Many of us may be wondering what this book is all about and some of us may not have heard of the term 'mashups'. In very simple terms according to Engard, a mashup is a way of taking data from one source and combining them with data from another source to create a unique online tool. To put things into context, most of us have, for example, used Google maps. If we use it to look up libraries in an area specialising in architecture we are mashing data (maps + libraries in an area + architecture) to give us a tool to find information on the subject.
This book tries to teach us just how to do that. The book is divided in to five sections, each teaching or talking about different experiences various librarians have had while mashing up their library data. It starts off by introducing mashups, how they work and the general reference sources available. For a novice the second and third chapters could be slightly daunting to go through as they cover APIs (Application Programming Interfaces) and Web Service Architectures which may represent something of a challenge to readers unused to programming or without a grasp of various Web and Internet terminologies.
The next section teaches how to use mashups to improve static Web sites by incorporating interactive tools and making them more dynamic and user-friendly. They go on to show how we can use tools like Flickr, Google maps, etc, to enhance users' experience while they are on our Web site.
The topics in this book have been compiled keeping the user in mind, not only a seasoned professional who has the computing knowledge along with a library background but also the technical novice. I really enjoyed reading this book for it presented ideas in a clear and concise manner. For every chapter that was technical and full of terminologies I found a chapter that just presented ideas on how to improve the library pages by adding a Browser-Side layer. These chapters are far from technical; there are concepts that can be used to raise the profile of the Web site by using expertise and information that may already be available (for example, Yahoo Pipes!).
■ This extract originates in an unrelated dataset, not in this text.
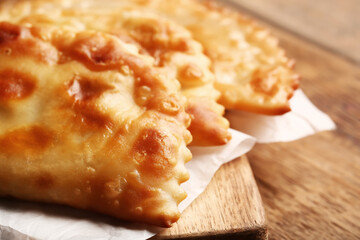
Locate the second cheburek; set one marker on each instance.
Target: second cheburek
(76, 130)
(174, 51)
However if one already has experience of programming, the topics in this book are excellent as they provide ways of mashing up data from more than two sources and creating something which fits in with what we call today Web 2.0. This book will not only help to expand your technical abilities, but also boost the rating of your organisation's Web site.
I was particularly impressed by the chapters 'Breaking into the OPAC", "Piping out Library data" and "Federated Database Search Mashups". These chapters are all about enhancing the service of the library catalogue as and when required, rather than just adding a feature because that's what everybody is doing. Prior to reading this book I had very little notion of what library mashups were and how they can be used to amplify the information we have in our databases. Now, I am quite confident that the opinions and views of people about libraries will change from their just being repositories of books to something more engaging and interactive. This work gave me an understanding of the complexities and usefulness of these technologies and services. I am now able to form more concrete ideas about how they can be incorporated into the library Web pages.
This book has a lot to offer, and I believe everyone will find something in the pages that they may find interesting or useful. Whether you are a mashup novice or a hard-core programmer this book will contribute to your existing knowledge. I would recommend it to readers who would like to learn more about the topic and to go ahead and experiment by making their own mashups.
Engard has certainly justified her choice of subtitle to this book, Exploring new ways to deliver library data.